Again, according to The XML FAQ,
"... the design and construction of a DTD can be a complex
and non-trivial task, so XML has been designed so it can be used either
with or without a DTD. DTDless operation means
you can invent markup without having to define it formally.
To make this work, a DTDless file in effect 'defines’ its own markup, informally, by the existence and location of elements where you create them. But when an XML application such as a browser encounters a DTDless file, it needs to be able to understand the document structure as it reads it, because it has no DTD to tell it what to expect, so some changes have been made to the rules." Figure 14 |
What does this really mean?
It means that it is possible to create and process an XML document without the requirement for a DTD. A little later, I will discuss this possibility in connection with the term well-formed.
In the meantime...
You don't always have the luxury of avoiding the DTD. In some situations, you may be required to create an XML document that meets specifications that someone else has defined.

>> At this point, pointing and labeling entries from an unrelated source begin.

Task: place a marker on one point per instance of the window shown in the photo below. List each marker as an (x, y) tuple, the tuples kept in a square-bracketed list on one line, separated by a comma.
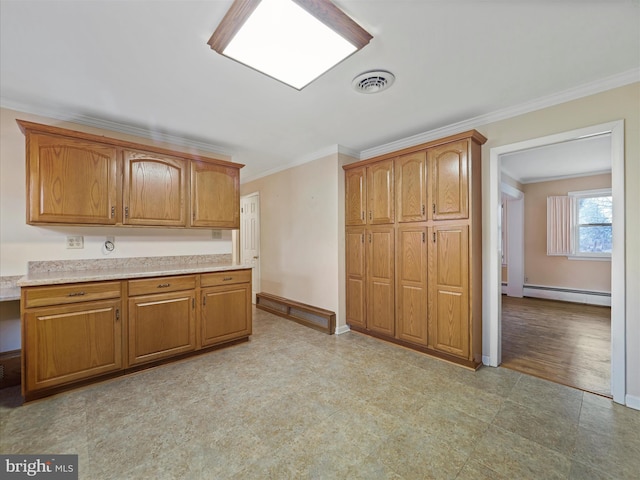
[(593, 215)]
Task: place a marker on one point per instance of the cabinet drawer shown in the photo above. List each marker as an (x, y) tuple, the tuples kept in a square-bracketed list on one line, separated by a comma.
[(161, 285), (225, 278), (72, 293)]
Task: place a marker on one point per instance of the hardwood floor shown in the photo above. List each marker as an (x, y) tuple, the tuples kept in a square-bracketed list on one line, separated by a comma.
[(567, 343)]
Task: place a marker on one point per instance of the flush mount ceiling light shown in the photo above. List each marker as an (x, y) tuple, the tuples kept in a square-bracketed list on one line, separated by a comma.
[(374, 81), (294, 41)]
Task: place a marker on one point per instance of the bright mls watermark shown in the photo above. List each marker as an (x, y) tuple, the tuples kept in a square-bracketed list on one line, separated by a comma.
[(52, 467)]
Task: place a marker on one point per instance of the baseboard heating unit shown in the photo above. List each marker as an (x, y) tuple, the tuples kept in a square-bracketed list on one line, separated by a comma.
[(307, 315)]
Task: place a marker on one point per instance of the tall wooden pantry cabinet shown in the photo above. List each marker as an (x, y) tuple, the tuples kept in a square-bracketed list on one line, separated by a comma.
[(413, 247)]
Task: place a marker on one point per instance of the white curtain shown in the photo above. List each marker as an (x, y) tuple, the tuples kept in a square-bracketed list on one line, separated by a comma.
[(560, 225)]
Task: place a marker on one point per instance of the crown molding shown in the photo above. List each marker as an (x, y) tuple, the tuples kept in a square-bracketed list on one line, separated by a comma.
[(318, 154), (584, 90), (89, 121)]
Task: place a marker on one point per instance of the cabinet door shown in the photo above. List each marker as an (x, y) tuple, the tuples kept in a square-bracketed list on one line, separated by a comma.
[(380, 193), (411, 189), (70, 181), (449, 183), (154, 189), (449, 290), (411, 318), (71, 343), (355, 196), (380, 280), (161, 326), (226, 313), (215, 196), (356, 276)]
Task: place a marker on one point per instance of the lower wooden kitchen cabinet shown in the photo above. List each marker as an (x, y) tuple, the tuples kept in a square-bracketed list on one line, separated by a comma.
[(161, 319), (76, 333), (226, 313), (70, 334)]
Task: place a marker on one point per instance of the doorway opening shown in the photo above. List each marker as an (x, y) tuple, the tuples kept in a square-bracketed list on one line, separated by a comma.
[(493, 253)]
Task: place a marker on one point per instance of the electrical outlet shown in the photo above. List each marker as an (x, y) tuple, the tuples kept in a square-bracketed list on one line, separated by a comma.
[(75, 241)]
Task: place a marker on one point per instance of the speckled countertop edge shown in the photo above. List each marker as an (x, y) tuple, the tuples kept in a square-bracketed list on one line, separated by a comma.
[(135, 269)]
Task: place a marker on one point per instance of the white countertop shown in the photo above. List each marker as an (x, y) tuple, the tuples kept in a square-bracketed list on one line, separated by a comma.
[(123, 272)]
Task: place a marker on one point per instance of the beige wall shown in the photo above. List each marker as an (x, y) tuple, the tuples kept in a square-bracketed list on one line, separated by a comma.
[(301, 236), (619, 103), (559, 271)]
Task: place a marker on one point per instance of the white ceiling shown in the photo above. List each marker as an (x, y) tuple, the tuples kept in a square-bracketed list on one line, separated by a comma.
[(580, 157), (147, 65)]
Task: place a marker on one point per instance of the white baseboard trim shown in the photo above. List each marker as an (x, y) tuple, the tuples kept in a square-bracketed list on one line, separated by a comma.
[(568, 295), (632, 402), (342, 329), (486, 360)]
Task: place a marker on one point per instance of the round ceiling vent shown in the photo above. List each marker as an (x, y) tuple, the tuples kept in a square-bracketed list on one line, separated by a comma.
[(374, 81)]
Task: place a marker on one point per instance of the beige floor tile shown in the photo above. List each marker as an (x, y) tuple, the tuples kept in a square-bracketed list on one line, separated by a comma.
[(549, 429), (513, 456), (297, 403)]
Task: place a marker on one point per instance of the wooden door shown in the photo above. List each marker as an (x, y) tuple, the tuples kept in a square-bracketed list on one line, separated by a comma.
[(161, 325), (215, 196), (411, 318), (225, 313), (355, 196), (449, 290), (380, 280), (380, 193), (411, 189), (70, 181), (449, 183), (154, 189), (72, 342), (356, 276)]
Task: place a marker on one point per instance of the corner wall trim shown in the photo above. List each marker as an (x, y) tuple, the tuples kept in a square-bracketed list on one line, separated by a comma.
[(632, 402), (342, 329)]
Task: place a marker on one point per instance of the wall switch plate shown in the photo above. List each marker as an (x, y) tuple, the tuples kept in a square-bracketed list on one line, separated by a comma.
[(76, 241)]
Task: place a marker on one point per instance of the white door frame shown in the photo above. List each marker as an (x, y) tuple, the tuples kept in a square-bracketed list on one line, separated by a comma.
[(253, 262), (515, 240), (492, 311)]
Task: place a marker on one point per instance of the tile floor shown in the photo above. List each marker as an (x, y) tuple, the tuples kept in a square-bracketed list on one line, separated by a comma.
[(294, 403)]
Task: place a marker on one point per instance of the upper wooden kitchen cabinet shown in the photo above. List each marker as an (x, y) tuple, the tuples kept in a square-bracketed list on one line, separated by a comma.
[(84, 179), (355, 195), (356, 276), (449, 183), (154, 189), (71, 181), (215, 196), (411, 189), (369, 195)]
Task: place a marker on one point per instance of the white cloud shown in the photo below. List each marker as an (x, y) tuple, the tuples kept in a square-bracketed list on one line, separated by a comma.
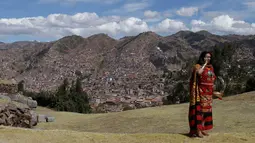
[(135, 6), (131, 7), (75, 1), (187, 11), (151, 14), (224, 24), (84, 24), (169, 26), (250, 4)]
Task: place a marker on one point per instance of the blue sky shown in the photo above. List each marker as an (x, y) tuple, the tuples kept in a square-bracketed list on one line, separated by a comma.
[(47, 20)]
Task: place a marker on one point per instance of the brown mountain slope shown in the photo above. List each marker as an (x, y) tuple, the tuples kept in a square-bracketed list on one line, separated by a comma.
[(142, 65)]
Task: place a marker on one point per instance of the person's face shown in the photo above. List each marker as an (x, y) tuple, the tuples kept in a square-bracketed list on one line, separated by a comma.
[(207, 58)]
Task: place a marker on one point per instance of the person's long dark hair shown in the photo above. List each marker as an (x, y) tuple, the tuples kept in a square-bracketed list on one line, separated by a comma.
[(201, 60)]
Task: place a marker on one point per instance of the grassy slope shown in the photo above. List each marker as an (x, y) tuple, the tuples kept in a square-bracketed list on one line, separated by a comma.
[(233, 122)]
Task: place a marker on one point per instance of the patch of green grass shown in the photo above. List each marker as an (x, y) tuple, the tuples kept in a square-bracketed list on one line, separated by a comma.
[(233, 123)]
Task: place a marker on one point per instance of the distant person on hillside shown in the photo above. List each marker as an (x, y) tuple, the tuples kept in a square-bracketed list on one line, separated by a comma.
[(201, 92)]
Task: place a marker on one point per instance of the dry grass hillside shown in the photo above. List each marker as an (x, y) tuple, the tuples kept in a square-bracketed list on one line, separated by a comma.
[(233, 122)]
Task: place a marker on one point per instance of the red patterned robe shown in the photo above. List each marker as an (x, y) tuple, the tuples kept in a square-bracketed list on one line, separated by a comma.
[(201, 91)]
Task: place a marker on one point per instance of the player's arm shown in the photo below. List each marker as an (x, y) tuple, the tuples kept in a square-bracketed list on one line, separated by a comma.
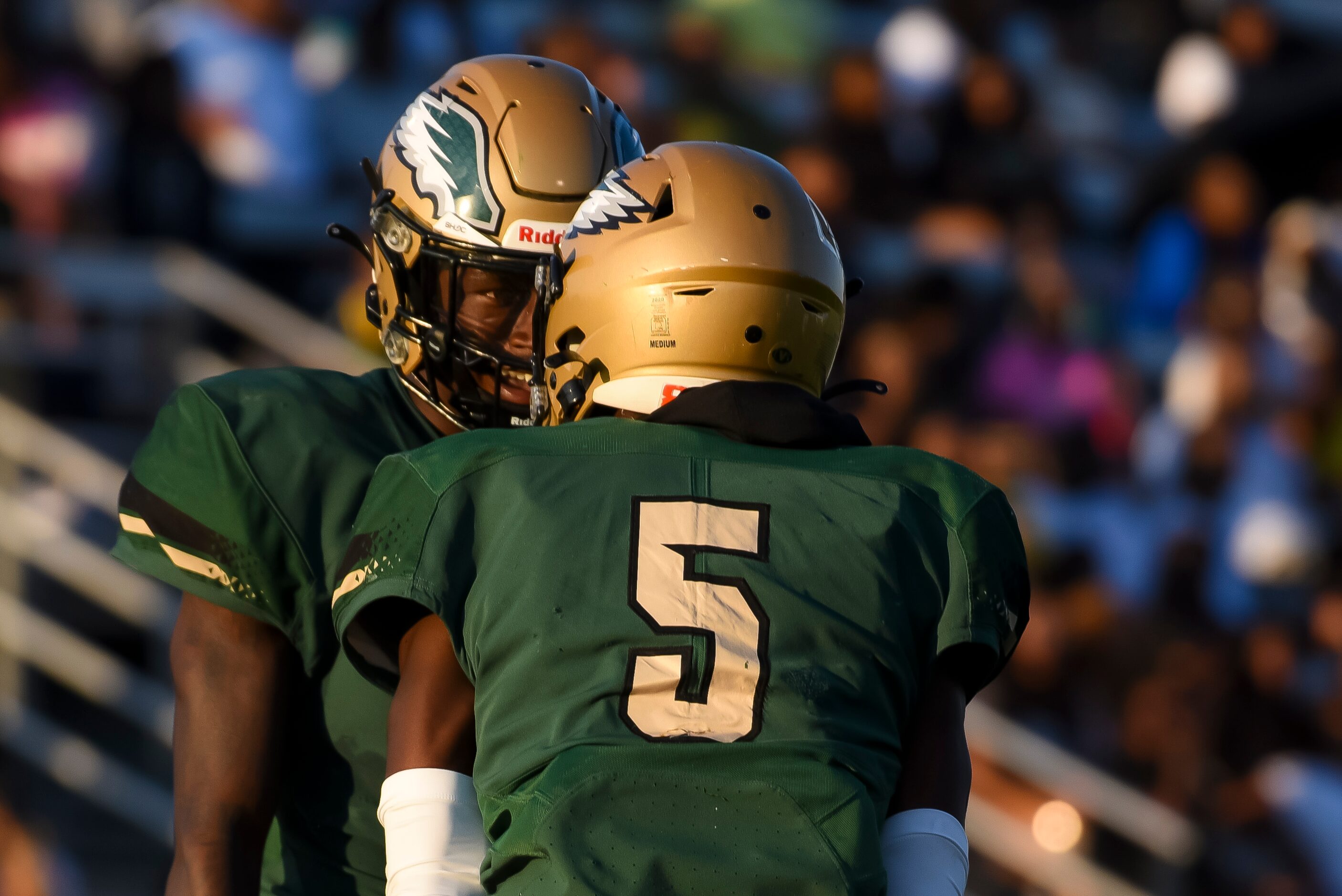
[(233, 677), (924, 843), (936, 764), (194, 517), (391, 616)]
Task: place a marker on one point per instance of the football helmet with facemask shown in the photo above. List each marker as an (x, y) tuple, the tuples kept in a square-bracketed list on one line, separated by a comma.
[(696, 263), (473, 189)]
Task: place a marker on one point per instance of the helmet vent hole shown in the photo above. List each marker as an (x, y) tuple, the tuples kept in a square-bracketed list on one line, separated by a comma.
[(665, 206), (570, 338)]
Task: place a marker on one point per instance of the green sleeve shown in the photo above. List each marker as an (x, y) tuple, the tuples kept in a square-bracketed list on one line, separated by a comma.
[(194, 517), (407, 540), (988, 603)]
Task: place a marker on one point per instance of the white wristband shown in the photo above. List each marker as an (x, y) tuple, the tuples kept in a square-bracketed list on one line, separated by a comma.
[(926, 854), (435, 839)]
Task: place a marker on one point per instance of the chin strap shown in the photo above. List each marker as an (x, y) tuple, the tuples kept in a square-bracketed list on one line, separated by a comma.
[(874, 387)]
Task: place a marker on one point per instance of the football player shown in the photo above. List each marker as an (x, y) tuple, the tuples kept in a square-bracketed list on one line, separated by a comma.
[(718, 643), (245, 493)]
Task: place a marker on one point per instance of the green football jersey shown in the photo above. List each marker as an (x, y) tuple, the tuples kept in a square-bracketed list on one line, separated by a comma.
[(693, 657), (245, 494)]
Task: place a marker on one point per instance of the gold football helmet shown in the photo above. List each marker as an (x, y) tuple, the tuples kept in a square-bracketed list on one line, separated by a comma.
[(697, 263), (473, 191)]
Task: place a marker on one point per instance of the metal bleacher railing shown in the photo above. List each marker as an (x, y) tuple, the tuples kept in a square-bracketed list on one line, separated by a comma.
[(34, 538)]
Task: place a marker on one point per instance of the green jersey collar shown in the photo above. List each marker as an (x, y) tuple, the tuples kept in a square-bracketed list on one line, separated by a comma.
[(775, 415)]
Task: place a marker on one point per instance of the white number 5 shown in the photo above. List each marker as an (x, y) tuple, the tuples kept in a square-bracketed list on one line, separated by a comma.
[(661, 697)]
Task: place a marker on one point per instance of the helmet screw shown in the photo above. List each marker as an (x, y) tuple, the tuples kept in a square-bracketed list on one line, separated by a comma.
[(398, 351), (435, 345)]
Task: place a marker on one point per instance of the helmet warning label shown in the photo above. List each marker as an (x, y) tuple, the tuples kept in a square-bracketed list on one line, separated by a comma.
[(533, 237), (659, 328)]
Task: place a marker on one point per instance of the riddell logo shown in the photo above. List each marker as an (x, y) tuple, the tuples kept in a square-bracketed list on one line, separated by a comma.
[(670, 392), (533, 235)]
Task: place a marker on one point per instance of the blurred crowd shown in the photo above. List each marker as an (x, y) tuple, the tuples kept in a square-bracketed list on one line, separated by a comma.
[(1102, 251)]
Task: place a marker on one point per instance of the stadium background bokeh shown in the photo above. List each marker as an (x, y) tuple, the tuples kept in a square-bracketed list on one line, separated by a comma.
[(1102, 251)]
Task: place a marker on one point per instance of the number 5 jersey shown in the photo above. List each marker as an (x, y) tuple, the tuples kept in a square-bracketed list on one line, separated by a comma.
[(694, 640)]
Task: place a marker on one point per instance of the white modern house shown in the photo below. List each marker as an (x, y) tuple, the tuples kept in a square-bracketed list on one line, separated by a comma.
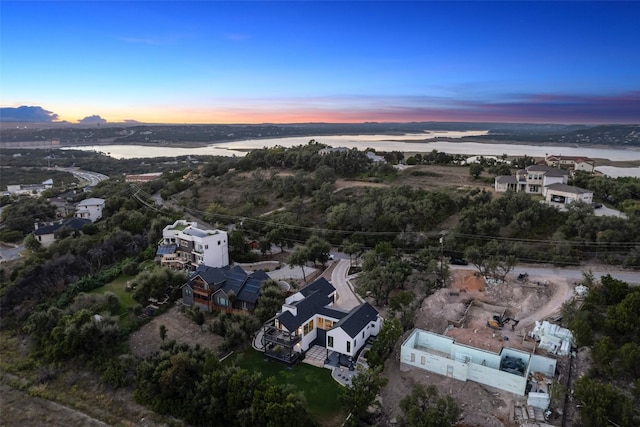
[(90, 209), (30, 189), (531, 180), (184, 246), (575, 163), (562, 195), (308, 318), (46, 233), (509, 370)]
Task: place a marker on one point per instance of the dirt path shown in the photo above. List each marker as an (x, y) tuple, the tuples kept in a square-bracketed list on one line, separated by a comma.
[(563, 292), (146, 340), (19, 409)]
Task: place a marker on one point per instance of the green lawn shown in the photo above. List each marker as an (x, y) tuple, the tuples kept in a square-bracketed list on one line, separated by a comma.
[(320, 390), (119, 287)]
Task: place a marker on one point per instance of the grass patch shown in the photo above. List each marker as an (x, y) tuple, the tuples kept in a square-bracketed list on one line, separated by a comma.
[(320, 390), (119, 287), (425, 173)]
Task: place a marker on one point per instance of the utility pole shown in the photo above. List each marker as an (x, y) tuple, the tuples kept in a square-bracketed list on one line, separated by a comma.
[(442, 234)]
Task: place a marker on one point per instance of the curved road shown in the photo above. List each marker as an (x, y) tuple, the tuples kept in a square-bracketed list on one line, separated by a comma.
[(91, 177), (347, 299)]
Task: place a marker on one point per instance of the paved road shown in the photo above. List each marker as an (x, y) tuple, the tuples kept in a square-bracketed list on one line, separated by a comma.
[(92, 178), (347, 299)]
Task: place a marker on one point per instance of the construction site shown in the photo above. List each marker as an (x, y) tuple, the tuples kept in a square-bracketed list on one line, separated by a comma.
[(495, 348)]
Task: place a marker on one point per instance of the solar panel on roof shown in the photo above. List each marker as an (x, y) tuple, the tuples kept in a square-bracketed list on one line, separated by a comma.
[(166, 249)]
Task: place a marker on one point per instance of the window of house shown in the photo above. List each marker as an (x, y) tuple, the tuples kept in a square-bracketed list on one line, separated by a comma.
[(308, 327)]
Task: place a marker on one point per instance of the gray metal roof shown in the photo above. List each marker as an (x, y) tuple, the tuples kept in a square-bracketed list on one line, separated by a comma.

Hopefully, a DTD will be available
Ideally, in those cases, the person who defined the specifications has also created a DTD and can provide it to you for your use.
A valid document
Here is a new term -- a valid XML document.
In the normal sense of the word, if something is not valid, that usually means that it is not any good. However, that is not the case for XML.
An invalid XML document can be a good XML document
An invalid XML document can be a perfectly good and useful XML document. A very large percentage of useful XML documents are not valid XML documents.
So, what is a valid XML document?
Drum roll please!!! Without further delay, a valid XML document is one that conforms to an existing DTD in every respect.
For example...
Unless the DTD allows an element with the name "color", an XML document containing an element with that name is not valid according to that DTD (but it might be valid according to some other DTD).
Validity is not a requirement of XML
Many very useful XML documents are not valid, simply because they were not constructed according to an existing DTD.
To make a long story short, validation against a DTD can often be very useful, but may not be required.
A well-formed document
Here is another new term -- a well-formed document.
The concept of being well-formed was introduced as a requirement of XML, to deal with the situation where a DTD is not available (an invalid document).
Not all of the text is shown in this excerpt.